What is more, Audubon House is filled to the brim with his original works and priceless early original prints from the massive books he first published in the 1800’s.
Imagine our surprise, then, to learn that the famous artist never lived here, nor even visited for an overnight. In fact, the best they can determine is that the only thing tying Audubon to this house is the existence of a certain leaf on his painting of a rare white-crowned pigeon known only to exist in the Florida Keys. Apparently, the leaf was part of a tree that had been brought to Key West from Cuba and was growing nowhere else on the island except in the back yard of this house.
How that one leaf managed to propel the artist who painted it into somehow becoming the namesake of the entire house is still unclear to me, but boy is he ever the namesake. There is even a lovely gift shop in a small cottage on the edge of the property where Audubon prints, books and gifts proliferate.
And I will say, the spot is quite inspiring. Given a garden like this and a porch to overlook it all, the notion that it was actually used by the bird man himself is very easy to advance and even easier to embrace. And to think that it is all held together by a picture of a leaf. Only in Key West, friends. Only in Key West.

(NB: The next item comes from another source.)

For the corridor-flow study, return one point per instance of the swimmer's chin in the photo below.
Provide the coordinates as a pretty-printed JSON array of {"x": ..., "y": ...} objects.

PS: During one of our recent June sabbaticals on the island, we discovered a wounded baby bird in the foliage at the edge of our pool. My husband, Joe, and daughter, Ashley, gathered him up and took him to the Wildlife Sanctuary on the island, where they received the good news that he merely had a bruised wing that would heal. But the best news of all, the bird was apparently one of the aforementioned (and very rare and endangered) white crowned pigeons that still inhabit Key West. Mr. Audubon would be so proud.

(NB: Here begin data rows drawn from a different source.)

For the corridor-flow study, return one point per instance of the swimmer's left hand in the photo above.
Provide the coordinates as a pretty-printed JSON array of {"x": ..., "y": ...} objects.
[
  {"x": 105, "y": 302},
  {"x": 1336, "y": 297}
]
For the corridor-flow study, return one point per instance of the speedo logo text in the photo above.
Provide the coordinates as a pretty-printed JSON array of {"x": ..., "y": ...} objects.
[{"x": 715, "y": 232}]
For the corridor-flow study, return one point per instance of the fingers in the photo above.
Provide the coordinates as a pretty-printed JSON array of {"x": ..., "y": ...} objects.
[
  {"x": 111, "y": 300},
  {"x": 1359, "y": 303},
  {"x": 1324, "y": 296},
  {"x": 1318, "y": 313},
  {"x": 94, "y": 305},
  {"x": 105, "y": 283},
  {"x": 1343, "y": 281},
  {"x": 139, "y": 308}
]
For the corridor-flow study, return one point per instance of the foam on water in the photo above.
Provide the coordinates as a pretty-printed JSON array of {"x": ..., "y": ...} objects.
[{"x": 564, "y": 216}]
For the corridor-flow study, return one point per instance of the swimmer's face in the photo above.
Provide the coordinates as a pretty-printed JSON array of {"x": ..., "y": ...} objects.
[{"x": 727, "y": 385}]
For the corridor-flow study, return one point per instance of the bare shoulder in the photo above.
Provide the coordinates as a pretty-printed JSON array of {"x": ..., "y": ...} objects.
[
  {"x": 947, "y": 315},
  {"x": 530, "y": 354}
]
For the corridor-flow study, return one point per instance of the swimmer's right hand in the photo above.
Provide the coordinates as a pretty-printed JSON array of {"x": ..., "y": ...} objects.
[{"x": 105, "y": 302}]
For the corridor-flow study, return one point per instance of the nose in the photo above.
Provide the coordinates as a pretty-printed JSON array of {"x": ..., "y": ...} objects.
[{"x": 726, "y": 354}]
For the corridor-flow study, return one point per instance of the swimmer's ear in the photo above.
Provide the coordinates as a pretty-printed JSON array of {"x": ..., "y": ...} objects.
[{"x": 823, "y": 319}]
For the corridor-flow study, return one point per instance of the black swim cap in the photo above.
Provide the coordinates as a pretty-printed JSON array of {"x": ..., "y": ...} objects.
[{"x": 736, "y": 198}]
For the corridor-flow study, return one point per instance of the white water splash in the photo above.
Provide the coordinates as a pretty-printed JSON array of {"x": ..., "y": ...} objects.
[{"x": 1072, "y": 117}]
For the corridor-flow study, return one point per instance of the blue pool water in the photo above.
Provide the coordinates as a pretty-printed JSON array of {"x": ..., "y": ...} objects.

Photos of Audubon House by Beth Yarbrough. Image of white crowned pigeon via Audubon Prints.
Thank you for writing this interesting piece. I looked into Audubon a good while back. We know him as John James Audubon but early on he had several names. The misbegotten son of French plantation owner Captain Jean Audubon and his Creole servant, Jeanne Rabin, Audubon received the name Jean Rabin at birth. Soon after birth his servant mother died and he and his sister were spirited off to Nantes, France. There, the captain’s wife, Anne, raised them. In 1794, the couple adopted them and Jean Rabin got his second name: Jean-Jacques Fougère Audubon.
Such a beautiful property but strange he had such superfluous connection to the actual place.... Anything for tourist dollars I guess but I think the Hemingway house might be a better investment although I'd rather go to a library with some of his archival sources being the book nerd that I am.